Si G+D compte des femmes à des postes clés – directrice projet Amériques, patronne R&D Asie ou cheffe monde de l’offre matériaux – un quart seulement de ses managers sont des femmes. « Historiquement, le secteur financier s’en sort mieux que les entreprises industrielles grâce à des politiques de ressources humaines délibérées, reconnaît Gabrielle Bugat. De nombreuses banques sont cotées en Bourse et disposent d’un indice ESG et d’un ratio femmes-hommes de référence. »
Chez BPCE Payment Services, sur les quatre membres de la direction générale, deux sont des femmes ; cinq femmes au total sont au comité de direction (Codir), qui compte 13 membres, tandis que les leaders (manager leader, project leader, expert leader) sont des femmes à 43 %, dans une structure à 47 % féminine. Les outils pour tendre à l’égalité professionnelle femmes/hommes se développent depuis 2024 : 12 jeunes femmes de moins de 35 ans mentorées par des membres du Codir, et 20 autres par des top leaders du pôle, en mai 2025. Par ailleurs, BPCE a conclu un partenariat avec une association qui œuvre à la mixité dans l’informatique et le numérique pour les filles issues des quartiers prioritaires dès la 4e, Becomtech.
A la direction des paiements de La Banque Postale, ce sont 60 % des collaborateurs qui sont des femmes, et plus de 42 % des cadres stratégiques et dirigeants : le dernier recrutement-clé améliore encore ce score mais « nous regardons le mérite et le talent d’abord, car cela doit rester l’élément essentiel », souligne Adriana Saitta qui en a pris la tête en 2023. De plus, il s’agit en priorité de valoriser les talents internes à La Banque Postale. Enfin, sur les axes les plus importants (plan développement des talents, plan de succession de postes clés, etc.), « nous avons toujours et par défaut, bien en évidence, le taux de présence féminine », explique cette Italienne de naissance, qui a travaillé pour Intesa SanPaolo, en Italie, en Croatie et en France. Se sent-elle valorisée ou reconnue comme « role model » ? « La réponse est décidément oui, s’exclame-t-elle, et en même temps ma réponse est à lire en tenant compte de la situation spécifique de LBP où deux tiers du directoire et du comex sont des femmes, une situation bien évidemment exceptionnelle en France. J’ai donc également accès à des “role models” moi-même. »
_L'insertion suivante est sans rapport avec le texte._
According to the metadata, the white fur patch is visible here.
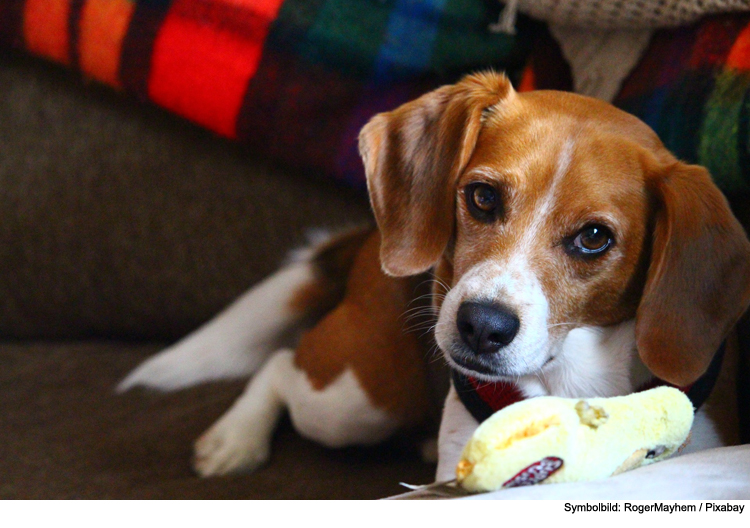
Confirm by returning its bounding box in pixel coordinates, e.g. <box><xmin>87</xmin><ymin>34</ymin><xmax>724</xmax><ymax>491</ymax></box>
<box><xmin>195</xmin><ymin>350</ymin><xmax>397</xmax><ymax>477</ymax></box>
<box><xmin>435</xmin><ymin>256</ymin><xmax>549</xmax><ymax>378</ymax></box>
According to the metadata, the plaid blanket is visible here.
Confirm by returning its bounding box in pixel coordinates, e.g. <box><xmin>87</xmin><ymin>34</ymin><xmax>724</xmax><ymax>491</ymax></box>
<box><xmin>0</xmin><ymin>0</ymin><xmax>535</xmax><ymax>187</ymax></box>
<box><xmin>615</xmin><ymin>14</ymin><xmax>750</xmax><ymax>192</ymax></box>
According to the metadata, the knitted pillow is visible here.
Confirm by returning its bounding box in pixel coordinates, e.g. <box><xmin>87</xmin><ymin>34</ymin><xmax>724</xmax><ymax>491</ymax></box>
<box><xmin>0</xmin><ymin>0</ymin><xmax>536</xmax><ymax>187</ymax></box>
<box><xmin>615</xmin><ymin>14</ymin><xmax>750</xmax><ymax>193</ymax></box>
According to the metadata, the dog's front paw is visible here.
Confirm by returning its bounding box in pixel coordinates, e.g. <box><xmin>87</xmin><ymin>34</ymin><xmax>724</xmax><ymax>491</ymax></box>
<box><xmin>193</xmin><ymin>421</ymin><xmax>271</xmax><ymax>477</ymax></box>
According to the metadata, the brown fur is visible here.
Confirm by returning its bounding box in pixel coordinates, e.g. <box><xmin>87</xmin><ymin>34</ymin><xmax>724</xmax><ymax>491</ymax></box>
<box><xmin>360</xmin><ymin>74</ymin><xmax>750</xmax><ymax>385</ymax></box>
<box><xmin>295</xmin><ymin>232</ymin><xmax>430</xmax><ymax>425</ymax></box>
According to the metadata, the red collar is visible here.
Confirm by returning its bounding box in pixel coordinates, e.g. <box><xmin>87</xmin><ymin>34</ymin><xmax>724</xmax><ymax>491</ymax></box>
<box><xmin>453</xmin><ymin>342</ymin><xmax>726</xmax><ymax>423</ymax></box>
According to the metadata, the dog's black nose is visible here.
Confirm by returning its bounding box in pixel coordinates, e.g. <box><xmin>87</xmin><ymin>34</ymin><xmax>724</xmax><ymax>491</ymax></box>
<box><xmin>456</xmin><ymin>302</ymin><xmax>521</xmax><ymax>354</ymax></box>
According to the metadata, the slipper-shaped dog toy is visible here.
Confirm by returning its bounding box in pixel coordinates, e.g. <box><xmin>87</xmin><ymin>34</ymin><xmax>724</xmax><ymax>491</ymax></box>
<box><xmin>456</xmin><ymin>387</ymin><xmax>693</xmax><ymax>492</ymax></box>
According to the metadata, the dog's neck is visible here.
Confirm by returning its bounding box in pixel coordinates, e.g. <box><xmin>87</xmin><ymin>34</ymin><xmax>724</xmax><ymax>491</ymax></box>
<box><xmin>453</xmin><ymin>321</ymin><xmax>724</xmax><ymax>422</ymax></box>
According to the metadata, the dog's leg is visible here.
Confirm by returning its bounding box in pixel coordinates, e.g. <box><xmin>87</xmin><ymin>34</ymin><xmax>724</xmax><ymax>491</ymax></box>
<box><xmin>193</xmin><ymin>350</ymin><xmax>295</xmax><ymax>477</ymax></box>
<box><xmin>194</xmin><ymin>349</ymin><xmax>399</xmax><ymax>477</ymax></box>
<box><xmin>435</xmin><ymin>383</ymin><xmax>479</xmax><ymax>482</ymax></box>
<box><xmin>117</xmin><ymin>260</ymin><xmax>316</xmax><ymax>392</ymax></box>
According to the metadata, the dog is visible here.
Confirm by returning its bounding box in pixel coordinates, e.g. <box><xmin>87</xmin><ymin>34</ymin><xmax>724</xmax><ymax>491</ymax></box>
<box><xmin>119</xmin><ymin>72</ymin><xmax>750</xmax><ymax>488</ymax></box>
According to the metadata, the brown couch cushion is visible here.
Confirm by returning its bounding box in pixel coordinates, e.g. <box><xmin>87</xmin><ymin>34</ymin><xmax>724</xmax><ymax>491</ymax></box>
<box><xmin>0</xmin><ymin>49</ymin><xmax>369</xmax><ymax>339</ymax></box>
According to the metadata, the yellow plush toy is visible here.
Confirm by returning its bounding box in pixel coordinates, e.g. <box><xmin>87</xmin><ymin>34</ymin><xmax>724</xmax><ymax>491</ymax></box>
<box><xmin>456</xmin><ymin>387</ymin><xmax>693</xmax><ymax>492</ymax></box>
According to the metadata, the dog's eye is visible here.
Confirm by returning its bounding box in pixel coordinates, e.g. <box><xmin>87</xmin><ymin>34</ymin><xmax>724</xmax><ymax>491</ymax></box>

Les start-up lentes au démarrage
Certes, les Nickel, Quonto ou Lyra, ces start-up de la finance (fintechs) spécialisées dans les paiements, sont présentes dans les salons et forums étudiants, mais elles ne semblent guère séduire les jeunes femmes. « Les entreprises en démarrage n’ont pas atteint la maturité nécessaire : elles se focalisent sur leur croissance », plaide Mikaël Ptachek, président de l’Observatoire de la fintech – qui a sélectionné pour Option Finance 15 fintechs du paiement, les plus importantes en chiffre d’affaires, levées de fonds et effectifs : celles qui sont cotées ont des obligations légales et des moyens de mixité plus importants. Toutefois « les stéréotypes de genre dans la finance et la tech ont la vie dure, déclare Bintou Diallo, experte RH à l’Observatoire de la fintech. Pour les postes techniques (CTO), financiers (CFO) et les directions des opérations (COO), les femmes sont absentes. Il n’y a pas non plus de fondateurs ou dirigeants (CEO) au féminin. Nous observons que les femmes ont plutôt tendance à jouer la sécurité, en allant vers de grandes entreprises. » Y a-t-il des passerelles des métiers du paiement en grande entreprise vers des fintechs ? « La seule exception, regrette Mikaël Ptachek, est sans doute Claire Calméjane qui a quitté le groupe Société Générale pour prendre la présidence de Foundever, une scale-up de l’IA. Mais les “role models” nécessitent une politique RH, voire des quotas, afin d’encourager d’autres femmes à adopter des stratégies plus offensives. » Une prise de risque mesurée.